Home NBA, National Basketball AssociationNBA Passion AppSoli contro tutti: Giannis Antetokounmpo

Soli contro tutti: Giannis Antetokounmpo

di Marco Mendola

Questa è la storia di uno dei talenti più sottovalutati dell’ NBA: Giannis Antetokounmpo (Γιάννης Αντετοκούνμπο).
Soprannominato in NBA “The Greak Freak“o “The Human Alphabet“, per evitare di sbagliare a pronunciare il suo cognome, per noi italiani è semplicemente Giannino! Oggi voglio raccontarvi la sua storia perché merita di essere conosciuta.

Le origini

Giannis Antetokounmpo è nato a Sepolia (Atene) il 6 dicembre 1994. La situazione dei suoi cari non è mai stata agiata o facile. Arrivati dalla Nigeria nel 1992, gli Adetokunbo (questo il cognome originale della famiglia) erano immigrati nigeriani che per anni hanno vissuto illegalmente in un quartiere di Atene, tra povertà e razzismo.

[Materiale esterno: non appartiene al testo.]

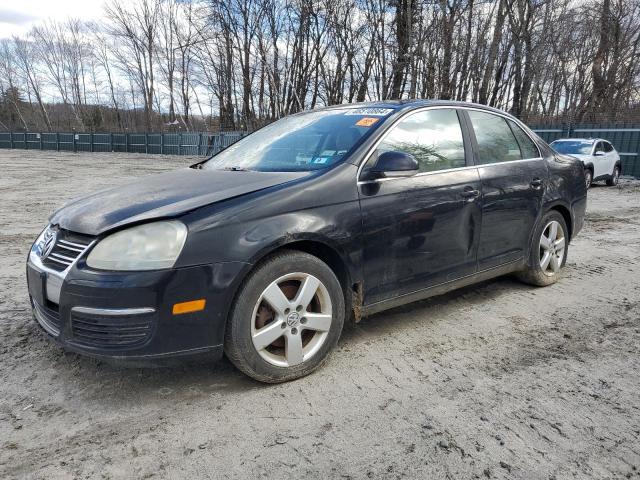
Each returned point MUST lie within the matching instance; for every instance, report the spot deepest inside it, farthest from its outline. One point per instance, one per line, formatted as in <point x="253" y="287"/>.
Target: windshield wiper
<point x="236" y="169"/>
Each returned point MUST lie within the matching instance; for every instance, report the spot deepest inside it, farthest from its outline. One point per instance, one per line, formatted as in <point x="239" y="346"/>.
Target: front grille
<point x="68" y="247"/>
<point x="48" y="318"/>
<point x="110" y="331"/>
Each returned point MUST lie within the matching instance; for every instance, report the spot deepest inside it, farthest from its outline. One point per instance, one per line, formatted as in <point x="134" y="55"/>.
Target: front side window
<point x="433" y="137"/>
<point x="599" y="148"/>
<point x="496" y="142"/>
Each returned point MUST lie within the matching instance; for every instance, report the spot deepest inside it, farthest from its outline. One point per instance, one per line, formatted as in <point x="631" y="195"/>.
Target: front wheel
<point x="287" y="317"/>
<point x="615" y="177"/>
<point x="549" y="251"/>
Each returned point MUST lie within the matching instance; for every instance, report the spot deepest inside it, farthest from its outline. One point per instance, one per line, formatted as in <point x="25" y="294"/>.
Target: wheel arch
<point x="566" y="214"/>
<point x="333" y="256"/>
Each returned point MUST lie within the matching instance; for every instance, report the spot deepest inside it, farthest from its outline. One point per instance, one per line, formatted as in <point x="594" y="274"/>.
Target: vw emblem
<point x="49" y="241"/>
<point x="293" y="318"/>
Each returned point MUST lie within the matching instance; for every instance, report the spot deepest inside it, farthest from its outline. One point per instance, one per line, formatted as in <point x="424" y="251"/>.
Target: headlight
<point x="151" y="246"/>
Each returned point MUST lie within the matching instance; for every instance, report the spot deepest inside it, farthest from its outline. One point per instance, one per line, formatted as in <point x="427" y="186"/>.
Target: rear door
<point x="611" y="155"/>
<point x="513" y="177"/>
<point x="421" y="230"/>
<point x="600" y="162"/>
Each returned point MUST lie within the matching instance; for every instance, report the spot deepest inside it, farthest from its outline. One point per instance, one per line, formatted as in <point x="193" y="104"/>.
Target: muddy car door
<point x="513" y="176"/>
<point x="420" y="230"/>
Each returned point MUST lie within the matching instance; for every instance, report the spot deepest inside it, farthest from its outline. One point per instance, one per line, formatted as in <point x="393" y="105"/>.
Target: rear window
<point x="573" y="147"/>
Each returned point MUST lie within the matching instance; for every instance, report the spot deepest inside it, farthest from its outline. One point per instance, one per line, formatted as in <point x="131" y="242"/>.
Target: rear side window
<point x="496" y="142"/>
<point x="433" y="137"/>
<point x="527" y="147"/>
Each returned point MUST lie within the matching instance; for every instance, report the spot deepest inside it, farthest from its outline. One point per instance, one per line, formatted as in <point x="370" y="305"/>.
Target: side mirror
<point x="394" y="164"/>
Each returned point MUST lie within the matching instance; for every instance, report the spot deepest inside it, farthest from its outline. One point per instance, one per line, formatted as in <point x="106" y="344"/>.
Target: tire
<point x="270" y="340"/>
<point x="615" y="176"/>
<point x="546" y="262"/>
<point x="588" y="178"/>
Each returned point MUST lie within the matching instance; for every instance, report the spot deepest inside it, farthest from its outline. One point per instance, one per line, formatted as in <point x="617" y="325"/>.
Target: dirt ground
<point x="499" y="380"/>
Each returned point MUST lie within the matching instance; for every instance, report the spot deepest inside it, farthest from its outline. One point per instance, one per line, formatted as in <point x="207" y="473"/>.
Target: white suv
<point x="601" y="160"/>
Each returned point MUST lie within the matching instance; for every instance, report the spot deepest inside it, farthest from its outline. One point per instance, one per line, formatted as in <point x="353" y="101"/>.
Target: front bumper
<point x="126" y="317"/>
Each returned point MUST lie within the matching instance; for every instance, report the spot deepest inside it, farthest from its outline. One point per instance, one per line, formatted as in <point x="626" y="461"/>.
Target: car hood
<point x="160" y="196"/>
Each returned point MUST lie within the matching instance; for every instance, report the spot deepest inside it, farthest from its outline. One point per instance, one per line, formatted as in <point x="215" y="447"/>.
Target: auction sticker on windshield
<point x="378" y="112"/>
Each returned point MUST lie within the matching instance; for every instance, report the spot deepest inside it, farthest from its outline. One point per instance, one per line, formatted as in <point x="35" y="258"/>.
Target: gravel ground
<point x="499" y="380"/>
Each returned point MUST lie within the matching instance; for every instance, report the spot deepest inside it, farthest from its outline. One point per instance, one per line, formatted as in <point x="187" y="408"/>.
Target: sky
<point x="17" y="17"/>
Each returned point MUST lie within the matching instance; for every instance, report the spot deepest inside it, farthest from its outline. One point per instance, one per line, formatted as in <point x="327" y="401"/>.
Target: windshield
<point x="304" y="142"/>
<point x="573" y="147"/>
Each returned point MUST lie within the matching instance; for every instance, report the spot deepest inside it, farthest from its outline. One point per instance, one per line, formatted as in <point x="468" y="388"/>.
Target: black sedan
<point x="265" y="250"/>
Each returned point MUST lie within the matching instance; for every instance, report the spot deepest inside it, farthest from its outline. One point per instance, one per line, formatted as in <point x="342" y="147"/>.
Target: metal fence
<point x="626" y="140"/>
<point x="160" y="143"/>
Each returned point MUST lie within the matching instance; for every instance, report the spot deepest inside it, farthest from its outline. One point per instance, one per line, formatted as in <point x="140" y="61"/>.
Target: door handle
<point x="536" y="183"/>
<point x="470" y="193"/>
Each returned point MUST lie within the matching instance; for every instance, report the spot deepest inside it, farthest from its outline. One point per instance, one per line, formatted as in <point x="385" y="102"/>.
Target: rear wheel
<point x="615" y="177"/>
<point x="286" y="319"/>
<point x="588" y="177"/>
<point x="549" y="251"/>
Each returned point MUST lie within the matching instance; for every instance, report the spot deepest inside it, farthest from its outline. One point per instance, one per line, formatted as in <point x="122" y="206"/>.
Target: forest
<point x="212" y="65"/>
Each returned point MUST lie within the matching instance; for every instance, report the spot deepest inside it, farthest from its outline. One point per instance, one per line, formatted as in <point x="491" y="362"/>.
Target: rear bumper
<point x="127" y="317"/>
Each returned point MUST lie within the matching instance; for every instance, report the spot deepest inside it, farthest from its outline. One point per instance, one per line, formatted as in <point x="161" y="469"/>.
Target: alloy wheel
<point x="291" y="319"/>
<point x="552" y="246"/>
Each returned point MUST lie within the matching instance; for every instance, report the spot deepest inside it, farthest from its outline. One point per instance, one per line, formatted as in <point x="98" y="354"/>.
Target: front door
<point x="513" y="177"/>
<point x="421" y="230"/>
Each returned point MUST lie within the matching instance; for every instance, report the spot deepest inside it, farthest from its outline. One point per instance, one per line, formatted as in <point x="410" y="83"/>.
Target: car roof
<point x="412" y="104"/>
<point x="591" y="140"/>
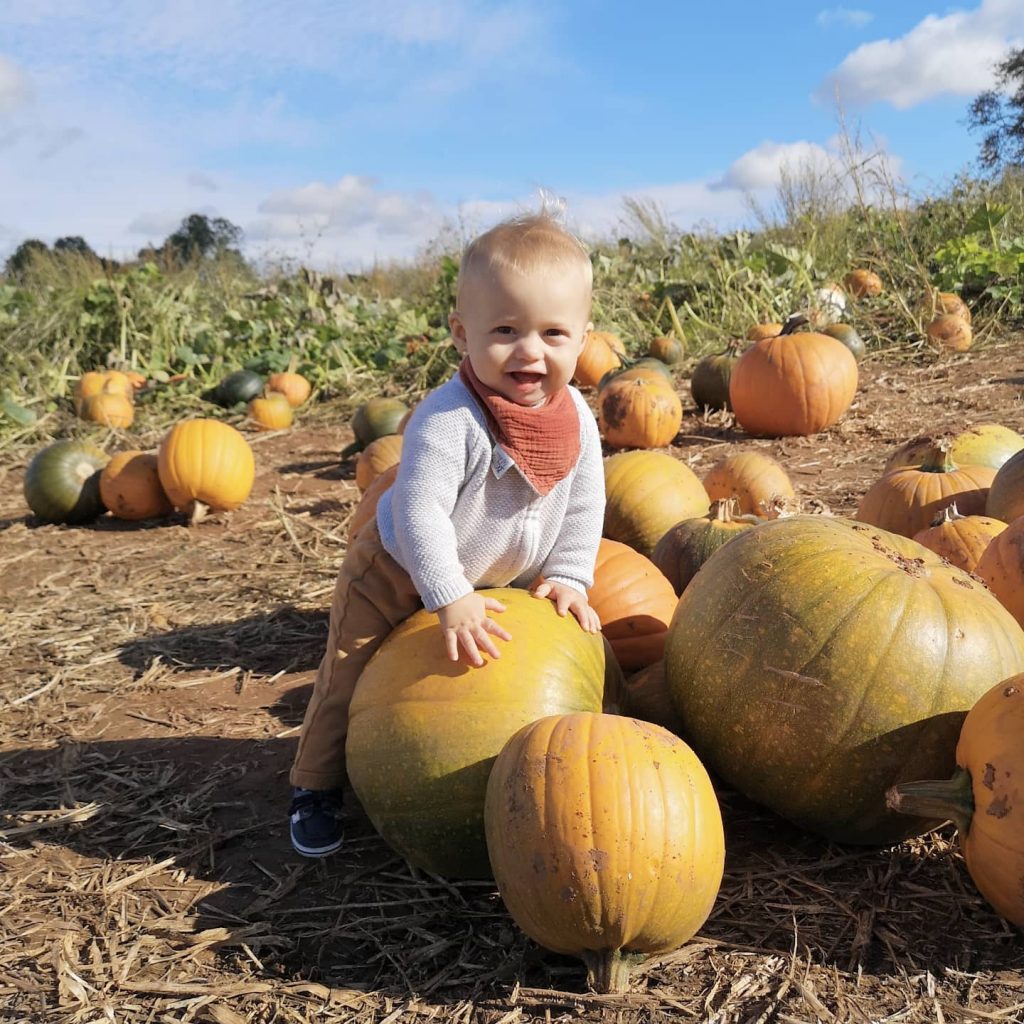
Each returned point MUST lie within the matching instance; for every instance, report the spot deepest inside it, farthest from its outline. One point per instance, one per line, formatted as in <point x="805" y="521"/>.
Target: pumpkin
<point x="1006" y="496"/>
<point x="293" y="386"/>
<point x="596" y="358"/>
<point x="984" y="444"/>
<point x="961" y="540"/>
<point x="646" y="493"/>
<point x="605" y="838"/>
<point x="639" y="413"/>
<point x="206" y="464"/>
<point x="645" y="695"/>
<point x="61" y="482"/>
<point x="906" y="501"/>
<point x="130" y="487"/>
<point x="424" y="731"/>
<point x="634" y="601"/>
<point x="760" y="331"/>
<point x="375" y="458"/>
<point x="817" y="662"/>
<point x="983" y="798"/>
<point x="271" y="412"/>
<point x="367" y="509"/>
<point x="752" y="477"/>
<point x="950" y="332"/>
<point x="710" y="382"/>
<point x="862" y="284"/>
<point x="849" y="337"/>
<point x="375" y="418"/>
<point x="242" y="385"/>
<point x="685" y="547"/>
<point x="794" y="384"/>
<point x="113" y="409"/>
<point x="669" y="349"/>
<point x="1001" y="566"/>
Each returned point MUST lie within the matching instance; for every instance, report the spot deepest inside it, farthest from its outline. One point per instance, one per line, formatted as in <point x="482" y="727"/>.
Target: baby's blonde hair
<point x="525" y="244"/>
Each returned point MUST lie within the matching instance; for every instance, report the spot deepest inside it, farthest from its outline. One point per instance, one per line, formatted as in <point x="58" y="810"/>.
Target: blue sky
<point x="343" y="133"/>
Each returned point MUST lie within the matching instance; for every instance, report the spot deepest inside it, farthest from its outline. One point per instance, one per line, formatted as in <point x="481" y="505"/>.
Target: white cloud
<point x="847" y="16"/>
<point x="14" y="89"/>
<point x="953" y="54"/>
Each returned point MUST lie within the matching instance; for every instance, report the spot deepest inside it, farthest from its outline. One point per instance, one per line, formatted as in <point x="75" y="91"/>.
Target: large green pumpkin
<point x="815" y="663"/>
<point x="61" y="483"/>
<point x="424" y="730"/>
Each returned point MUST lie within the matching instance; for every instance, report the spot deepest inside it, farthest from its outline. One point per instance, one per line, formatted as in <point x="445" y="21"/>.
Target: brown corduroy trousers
<point x="373" y="594"/>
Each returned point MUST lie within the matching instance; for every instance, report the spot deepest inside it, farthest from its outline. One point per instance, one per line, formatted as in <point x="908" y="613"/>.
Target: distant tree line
<point x="198" y="238"/>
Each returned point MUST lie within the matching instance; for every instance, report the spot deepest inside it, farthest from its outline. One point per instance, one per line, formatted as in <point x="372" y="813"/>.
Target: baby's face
<point x="523" y="332"/>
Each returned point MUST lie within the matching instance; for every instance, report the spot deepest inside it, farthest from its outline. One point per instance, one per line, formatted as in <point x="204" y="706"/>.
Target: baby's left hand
<point x="566" y="599"/>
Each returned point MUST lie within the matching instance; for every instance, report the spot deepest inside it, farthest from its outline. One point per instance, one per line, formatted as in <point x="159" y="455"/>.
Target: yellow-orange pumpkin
<point x="634" y="601"/>
<point x="206" y="463"/>
<point x="605" y="838"/>
<point x="983" y="798"/>
<point x="130" y="487"/>
<point x="794" y="384"/>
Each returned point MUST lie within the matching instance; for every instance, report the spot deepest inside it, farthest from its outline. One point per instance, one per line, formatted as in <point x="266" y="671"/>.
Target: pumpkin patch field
<point x="157" y="665"/>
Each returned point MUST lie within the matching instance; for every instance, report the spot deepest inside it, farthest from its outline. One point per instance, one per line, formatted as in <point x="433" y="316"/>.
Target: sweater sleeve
<point x="432" y="469"/>
<point x="571" y="559"/>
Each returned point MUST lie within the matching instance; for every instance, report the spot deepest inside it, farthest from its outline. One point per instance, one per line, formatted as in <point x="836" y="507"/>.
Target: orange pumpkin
<point x="949" y="332"/>
<point x="113" y="409"/>
<point x="271" y="412"/>
<point x="377" y="457"/>
<point x="862" y="284"/>
<point x="752" y="477"/>
<point x="634" y="601"/>
<point x="961" y="540"/>
<point x="646" y="494"/>
<point x="206" y="464"/>
<point x="605" y="838"/>
<point x="293" y="386"/>
<point x="906" y="501"/>
<point x="794" y="384"/>
<point x="639" y="413"/>
<point x="983" y="798"/>
<point x="130" y="487"/>
<point x="595" y="360"/>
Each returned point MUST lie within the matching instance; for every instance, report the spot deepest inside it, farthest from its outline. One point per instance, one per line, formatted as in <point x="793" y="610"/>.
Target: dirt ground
<point x="154" y="680"/>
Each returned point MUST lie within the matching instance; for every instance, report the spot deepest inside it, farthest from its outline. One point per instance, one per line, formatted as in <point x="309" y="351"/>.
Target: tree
<point x="200" y="237"/>
<point x="999" y="113"/>
<point x="19" y="259"/>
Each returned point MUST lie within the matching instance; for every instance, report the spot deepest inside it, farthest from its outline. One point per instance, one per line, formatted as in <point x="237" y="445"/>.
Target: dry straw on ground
<point x="154" y="680"/>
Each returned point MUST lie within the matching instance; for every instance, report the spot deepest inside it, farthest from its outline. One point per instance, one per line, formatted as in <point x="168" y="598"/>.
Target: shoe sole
<point x="320" y="851"/>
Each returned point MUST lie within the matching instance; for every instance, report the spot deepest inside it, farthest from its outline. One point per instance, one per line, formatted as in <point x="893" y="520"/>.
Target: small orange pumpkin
<point x="639" y="413"/>
<point x="605" y="839"/>
<point x="634" y="601"/>
<point x="130" y="487"/>
<point x="293" y="386"/>
<point x="206" y="463"/>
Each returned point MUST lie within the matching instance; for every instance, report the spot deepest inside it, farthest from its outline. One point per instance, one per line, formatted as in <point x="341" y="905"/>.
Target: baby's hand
<point x="465" y="624"/>
<point x="567" y="599"/>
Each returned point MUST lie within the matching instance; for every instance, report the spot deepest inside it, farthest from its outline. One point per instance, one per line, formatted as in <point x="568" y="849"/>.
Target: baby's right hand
<point x="465" y="624"/>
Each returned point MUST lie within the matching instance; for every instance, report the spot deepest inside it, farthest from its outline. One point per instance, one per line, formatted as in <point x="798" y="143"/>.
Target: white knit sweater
<point x="461" y="516"/>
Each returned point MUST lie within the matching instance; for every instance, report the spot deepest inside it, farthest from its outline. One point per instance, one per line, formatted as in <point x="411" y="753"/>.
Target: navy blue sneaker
<point x="315" y="821"/>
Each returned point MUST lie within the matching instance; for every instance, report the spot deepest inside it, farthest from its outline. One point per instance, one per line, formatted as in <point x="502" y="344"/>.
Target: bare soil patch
<point x="155" y="676"/>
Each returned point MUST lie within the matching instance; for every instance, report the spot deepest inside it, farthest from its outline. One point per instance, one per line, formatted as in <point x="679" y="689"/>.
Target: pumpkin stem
<point x="950" y="799"/>
<point x="608" y="970"/>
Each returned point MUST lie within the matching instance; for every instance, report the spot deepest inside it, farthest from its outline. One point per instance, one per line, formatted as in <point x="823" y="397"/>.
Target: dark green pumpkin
<point x="689" y="544"/>
<point x="710" y="383"/>
<point x="849" y="337"/>
<point x="243" y="385"/>
<point x="818" y="662"/>
<point x="61" y="483"/>
<point x="376" y="418"/>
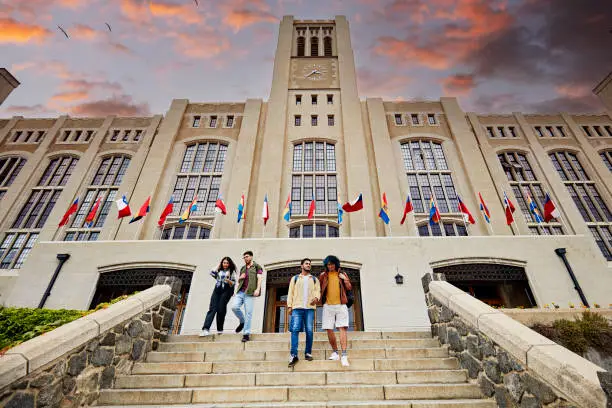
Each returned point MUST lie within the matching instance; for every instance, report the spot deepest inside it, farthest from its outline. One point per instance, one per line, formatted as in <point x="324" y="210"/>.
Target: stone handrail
<point x="570" y="376"/>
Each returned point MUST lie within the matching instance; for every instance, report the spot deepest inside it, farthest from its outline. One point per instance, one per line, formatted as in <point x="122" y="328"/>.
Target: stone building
<point x="313" y="138"/>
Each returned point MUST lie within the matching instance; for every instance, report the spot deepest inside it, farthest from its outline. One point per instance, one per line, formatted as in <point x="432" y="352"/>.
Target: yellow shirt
<point x="333" y="289"/>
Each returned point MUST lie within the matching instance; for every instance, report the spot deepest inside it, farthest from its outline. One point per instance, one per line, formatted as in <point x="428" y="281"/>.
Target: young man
<point x="249" y="287"/>
<point x="302" y="298"/>
<point x="334" y="285"/>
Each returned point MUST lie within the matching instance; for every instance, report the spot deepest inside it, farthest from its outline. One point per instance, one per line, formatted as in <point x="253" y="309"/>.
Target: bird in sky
<point x="63" y="31"/>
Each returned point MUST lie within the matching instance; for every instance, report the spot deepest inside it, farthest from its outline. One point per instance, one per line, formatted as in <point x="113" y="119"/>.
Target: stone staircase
<point x="396" y="369"/>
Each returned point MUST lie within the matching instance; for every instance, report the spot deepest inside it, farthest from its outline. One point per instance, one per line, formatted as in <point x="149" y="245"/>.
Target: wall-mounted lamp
<point x="399" y="279"/>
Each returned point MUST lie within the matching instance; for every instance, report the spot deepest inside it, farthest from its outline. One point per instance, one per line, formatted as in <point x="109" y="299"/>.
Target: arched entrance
<point x="126" y="281"/>
<point x="495" y="284"/>
<point x="276" y="318"/>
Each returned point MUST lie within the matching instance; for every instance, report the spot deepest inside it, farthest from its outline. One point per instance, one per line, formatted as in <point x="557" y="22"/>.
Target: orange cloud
<point x="13" y="31"/>
<point x="458" y="84"/>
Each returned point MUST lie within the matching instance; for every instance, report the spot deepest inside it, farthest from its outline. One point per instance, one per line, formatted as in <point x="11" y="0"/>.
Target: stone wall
<point x="510" y="362"/>
<point x="68" y="366"/>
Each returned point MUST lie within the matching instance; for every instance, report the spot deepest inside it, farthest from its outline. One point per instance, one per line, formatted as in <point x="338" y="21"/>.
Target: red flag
<point x="143" y="210"/>
<point x="70" y="211"/>
<point x="167" y="210"/>
<point x="311" y="209"/>
<point x="92" y="213"/>
<point x="407" y="209"/>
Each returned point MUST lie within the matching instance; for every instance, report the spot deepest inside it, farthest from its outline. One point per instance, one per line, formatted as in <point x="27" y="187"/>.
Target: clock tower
<point x="313" y="126"/>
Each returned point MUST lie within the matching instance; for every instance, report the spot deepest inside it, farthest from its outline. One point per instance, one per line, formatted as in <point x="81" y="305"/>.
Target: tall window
<point x="590" y="204"/>
<point x="9" y="170"/>
<point x="524" y="182"/>
<point x="200" y="174"/>
<point x="314" y="175"/>
<point x="428" y="174"/>
<point x="104" y="186"/>
<point x="23" y="233"/>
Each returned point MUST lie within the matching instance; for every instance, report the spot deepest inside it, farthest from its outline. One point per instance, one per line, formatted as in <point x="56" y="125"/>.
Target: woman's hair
<point x="232" y="267"/>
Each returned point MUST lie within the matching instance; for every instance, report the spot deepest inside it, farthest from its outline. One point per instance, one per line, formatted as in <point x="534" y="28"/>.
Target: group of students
<point x="332" y="289"/>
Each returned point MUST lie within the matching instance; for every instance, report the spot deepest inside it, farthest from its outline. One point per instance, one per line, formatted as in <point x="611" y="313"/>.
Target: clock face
<point x="314" y="72"/>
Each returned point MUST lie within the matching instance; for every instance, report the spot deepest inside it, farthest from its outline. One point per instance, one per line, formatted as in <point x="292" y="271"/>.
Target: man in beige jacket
<point x="304" y="294"/>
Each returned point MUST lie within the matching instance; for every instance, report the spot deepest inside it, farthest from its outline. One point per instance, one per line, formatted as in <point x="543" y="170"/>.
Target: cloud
<point x="13" y="31"/>
<point x="458" y="84"/>
<point x="121" y="105"/>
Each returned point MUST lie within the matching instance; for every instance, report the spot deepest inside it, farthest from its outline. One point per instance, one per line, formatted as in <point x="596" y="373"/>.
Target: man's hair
<point x="333" y="259"/>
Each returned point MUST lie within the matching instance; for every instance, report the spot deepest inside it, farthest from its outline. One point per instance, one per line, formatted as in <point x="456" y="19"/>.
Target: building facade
<point x="314" y="139"/>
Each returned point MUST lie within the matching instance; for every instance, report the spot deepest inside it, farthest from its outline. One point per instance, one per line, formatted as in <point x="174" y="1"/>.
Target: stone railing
<point x="511" y="362"/>
<point x="69" y="365"/>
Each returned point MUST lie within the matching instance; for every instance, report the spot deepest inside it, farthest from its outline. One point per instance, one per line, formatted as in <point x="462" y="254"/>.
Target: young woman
<point x="225" y="279"/>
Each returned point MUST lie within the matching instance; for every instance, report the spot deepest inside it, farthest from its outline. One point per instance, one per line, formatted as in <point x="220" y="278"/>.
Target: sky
<point x="496" y="56"/>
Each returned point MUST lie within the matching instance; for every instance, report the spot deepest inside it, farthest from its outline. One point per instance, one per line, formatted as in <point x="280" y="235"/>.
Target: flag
<point x="144" y="209"/>
<point x="550" y="210"/>
<point x="509" y="208"/>
<point x="384" y="210"/>
<point x="167" y="210"/>
<point x="466" y="213"/>
<point x="287" y="211"/>
<point x="484" y="209"/>
<point x="312" y="208"/>
<point x="355" y="205"/>
<point x="265" y="214"/>
<point x="70" y="211"/>
<point x="407" y="209"/>
<point x="241" y="208"/>
<point x="92" y="214"/>
<point x="533" y="208"/>
<point x="434" y="214"/>
<point x="192" y="208"/>
<point x="220" y="205"/>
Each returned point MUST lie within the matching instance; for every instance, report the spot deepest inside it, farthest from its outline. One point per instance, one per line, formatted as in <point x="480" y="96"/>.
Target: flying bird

Per mantenersi, i genitori si arrangiavano con qualsiasi tipo di lavoro: da babysitter a pura manovalanza, includendo spesso e volentieri la vendita da ambulanti di riproduzioni di griffe famose per strada, dove iniziarono ad essere aiutati anche dai figli.

“C’erano sere in cui, se non fossimo riusciti a vendere niente, non avremmo potuto mangiare a cena. Vivevamo con la preoccupazione latente che la polizia potesse fermarci ed espellerci dal Paese. E’ stata dura”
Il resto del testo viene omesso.